In 2015 in the U.S., around 1 in 45 girls ages 15 to 19 had a baby, according to the report. 

Although the adolescent birth rate in the United States has dropped by more than 60 percent in the past 25 years, it is still higher than that of most developed nations ― more than twice the rate of France, and five times that of Japan. 

Teen pregnancy also disproportionately affects young women of color. The vast majority of teen births ― 95 percent ― occur in developing regions, the report states, where populations are largely people of color.

And in the U.S., according to the CDC, the birth rate for Hispanic teens in 2015 was more than two times higher than for white teens; for black teens, it was almost twice as high as for white teens; and for Native teens, it was more than one and a half times higher than the white teen birth rate.

Asked why its video featured a white girl when far more young women of color are teen moms in the U.S. and around the world, Save The Children declined to comment on the record.

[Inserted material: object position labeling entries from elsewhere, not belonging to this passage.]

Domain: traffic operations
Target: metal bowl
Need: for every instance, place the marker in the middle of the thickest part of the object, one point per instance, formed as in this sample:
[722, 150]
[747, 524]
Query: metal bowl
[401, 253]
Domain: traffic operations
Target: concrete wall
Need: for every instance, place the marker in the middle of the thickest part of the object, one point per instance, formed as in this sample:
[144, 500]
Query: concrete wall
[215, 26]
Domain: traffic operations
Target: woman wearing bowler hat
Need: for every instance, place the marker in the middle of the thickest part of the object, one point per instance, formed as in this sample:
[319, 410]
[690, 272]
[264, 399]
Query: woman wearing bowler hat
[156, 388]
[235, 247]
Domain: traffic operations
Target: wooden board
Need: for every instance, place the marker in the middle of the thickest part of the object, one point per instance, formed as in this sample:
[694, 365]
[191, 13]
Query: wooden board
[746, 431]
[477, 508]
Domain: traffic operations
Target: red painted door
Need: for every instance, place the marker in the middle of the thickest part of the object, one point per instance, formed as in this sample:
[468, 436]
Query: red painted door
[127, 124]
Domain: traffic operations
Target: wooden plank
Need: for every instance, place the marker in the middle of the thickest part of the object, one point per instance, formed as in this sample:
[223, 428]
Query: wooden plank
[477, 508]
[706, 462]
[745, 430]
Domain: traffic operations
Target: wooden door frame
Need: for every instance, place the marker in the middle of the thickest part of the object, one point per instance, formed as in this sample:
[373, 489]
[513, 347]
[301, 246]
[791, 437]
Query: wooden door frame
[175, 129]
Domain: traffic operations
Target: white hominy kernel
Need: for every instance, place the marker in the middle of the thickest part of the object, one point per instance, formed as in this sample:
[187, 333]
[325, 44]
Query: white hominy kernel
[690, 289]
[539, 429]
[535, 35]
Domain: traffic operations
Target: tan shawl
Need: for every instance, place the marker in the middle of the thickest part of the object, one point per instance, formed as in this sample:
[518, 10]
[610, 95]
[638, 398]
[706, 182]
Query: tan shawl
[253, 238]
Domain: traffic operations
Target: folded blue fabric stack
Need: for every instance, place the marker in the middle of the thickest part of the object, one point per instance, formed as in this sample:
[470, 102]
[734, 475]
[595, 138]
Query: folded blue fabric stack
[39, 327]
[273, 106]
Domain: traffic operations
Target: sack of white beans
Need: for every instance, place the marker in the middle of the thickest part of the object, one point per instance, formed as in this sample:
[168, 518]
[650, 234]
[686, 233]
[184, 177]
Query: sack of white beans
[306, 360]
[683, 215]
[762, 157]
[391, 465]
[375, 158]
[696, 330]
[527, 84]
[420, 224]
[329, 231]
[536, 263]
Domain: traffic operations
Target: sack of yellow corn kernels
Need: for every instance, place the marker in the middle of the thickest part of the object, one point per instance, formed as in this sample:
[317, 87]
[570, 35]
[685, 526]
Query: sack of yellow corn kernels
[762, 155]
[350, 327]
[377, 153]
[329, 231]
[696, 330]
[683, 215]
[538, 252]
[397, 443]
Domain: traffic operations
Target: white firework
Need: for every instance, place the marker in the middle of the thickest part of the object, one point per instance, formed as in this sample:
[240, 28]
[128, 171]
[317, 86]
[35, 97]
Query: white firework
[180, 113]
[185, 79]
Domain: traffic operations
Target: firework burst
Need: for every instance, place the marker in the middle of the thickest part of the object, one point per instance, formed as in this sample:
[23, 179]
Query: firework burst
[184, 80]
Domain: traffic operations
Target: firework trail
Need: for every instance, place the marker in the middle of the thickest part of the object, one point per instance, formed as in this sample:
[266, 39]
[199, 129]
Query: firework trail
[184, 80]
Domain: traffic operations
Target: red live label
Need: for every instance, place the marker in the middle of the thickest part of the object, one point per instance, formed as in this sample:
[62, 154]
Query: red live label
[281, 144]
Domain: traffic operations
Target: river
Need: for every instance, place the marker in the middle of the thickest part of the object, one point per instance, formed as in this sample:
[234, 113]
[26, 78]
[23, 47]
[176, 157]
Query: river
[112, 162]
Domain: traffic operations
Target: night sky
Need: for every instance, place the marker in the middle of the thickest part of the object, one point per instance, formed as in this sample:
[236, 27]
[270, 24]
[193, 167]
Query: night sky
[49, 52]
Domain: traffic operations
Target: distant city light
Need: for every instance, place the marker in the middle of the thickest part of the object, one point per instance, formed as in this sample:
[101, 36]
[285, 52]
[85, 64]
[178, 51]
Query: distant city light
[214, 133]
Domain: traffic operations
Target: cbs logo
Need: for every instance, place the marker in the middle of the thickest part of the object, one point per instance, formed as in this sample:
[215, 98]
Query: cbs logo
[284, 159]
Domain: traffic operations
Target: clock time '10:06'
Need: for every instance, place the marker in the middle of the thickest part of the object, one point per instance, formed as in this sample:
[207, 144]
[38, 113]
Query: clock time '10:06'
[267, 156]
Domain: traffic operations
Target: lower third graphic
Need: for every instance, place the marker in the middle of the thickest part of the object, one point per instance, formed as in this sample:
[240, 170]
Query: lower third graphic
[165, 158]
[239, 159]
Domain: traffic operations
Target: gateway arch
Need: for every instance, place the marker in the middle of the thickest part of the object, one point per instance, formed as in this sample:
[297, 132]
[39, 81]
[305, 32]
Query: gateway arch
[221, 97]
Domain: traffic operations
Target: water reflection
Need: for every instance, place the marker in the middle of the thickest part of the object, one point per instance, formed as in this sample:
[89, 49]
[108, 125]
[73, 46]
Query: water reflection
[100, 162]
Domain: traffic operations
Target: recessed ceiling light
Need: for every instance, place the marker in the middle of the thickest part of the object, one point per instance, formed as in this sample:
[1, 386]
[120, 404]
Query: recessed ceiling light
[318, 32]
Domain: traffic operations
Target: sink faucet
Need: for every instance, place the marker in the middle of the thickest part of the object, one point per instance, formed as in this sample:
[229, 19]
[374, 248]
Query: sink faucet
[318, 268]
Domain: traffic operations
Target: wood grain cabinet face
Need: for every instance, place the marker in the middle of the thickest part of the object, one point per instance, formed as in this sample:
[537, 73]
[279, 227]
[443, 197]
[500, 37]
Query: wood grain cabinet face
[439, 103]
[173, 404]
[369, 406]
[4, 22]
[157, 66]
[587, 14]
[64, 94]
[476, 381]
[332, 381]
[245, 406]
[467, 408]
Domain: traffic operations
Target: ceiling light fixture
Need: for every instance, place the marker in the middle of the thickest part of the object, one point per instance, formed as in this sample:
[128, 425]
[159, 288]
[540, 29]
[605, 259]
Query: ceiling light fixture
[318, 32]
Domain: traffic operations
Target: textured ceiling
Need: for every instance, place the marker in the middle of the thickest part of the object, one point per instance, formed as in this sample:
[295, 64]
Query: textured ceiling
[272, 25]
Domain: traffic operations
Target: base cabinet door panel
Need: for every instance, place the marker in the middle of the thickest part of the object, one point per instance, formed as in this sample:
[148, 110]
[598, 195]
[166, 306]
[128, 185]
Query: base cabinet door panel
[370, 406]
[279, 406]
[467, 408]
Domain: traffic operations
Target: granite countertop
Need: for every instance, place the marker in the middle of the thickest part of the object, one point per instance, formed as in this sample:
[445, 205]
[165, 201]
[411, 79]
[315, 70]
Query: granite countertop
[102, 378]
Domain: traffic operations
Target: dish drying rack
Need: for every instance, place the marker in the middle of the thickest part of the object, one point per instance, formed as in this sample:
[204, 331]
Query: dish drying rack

This video is one of three the group released with its report on “Stolen Childhoods” ― the other two, on extreme violence and child labor, feature children of color.

Save The Children’s U.S. section of its report concludes by calling for Congress to fund programs that support healthy and secure childhoods, from early childhood education to maternal and infant home visits.

President Donald Trump has proposed several policies that affect girls and women’s access to reproductive health care worldwide, placing more girls at risk of early pregnancy.

Earlier this year, Trump signed an executive order reinstating the global gag rule, which blocks U.S. funding to international nonprofits that provide or advise on family planning and reproductive health services if these include abortion.

Last week, Trump proposed a budget that would cut federal funding to Planned Parenthood, which provides contraceptives and other reproductive health care to women. This week, the administration is expected to roll back a federal rule that requires employers to cover birth control in health insurance plans at no cost to women, replacing it with a new rule that has alarmed civil liberties organizations and progressive advocacy groups.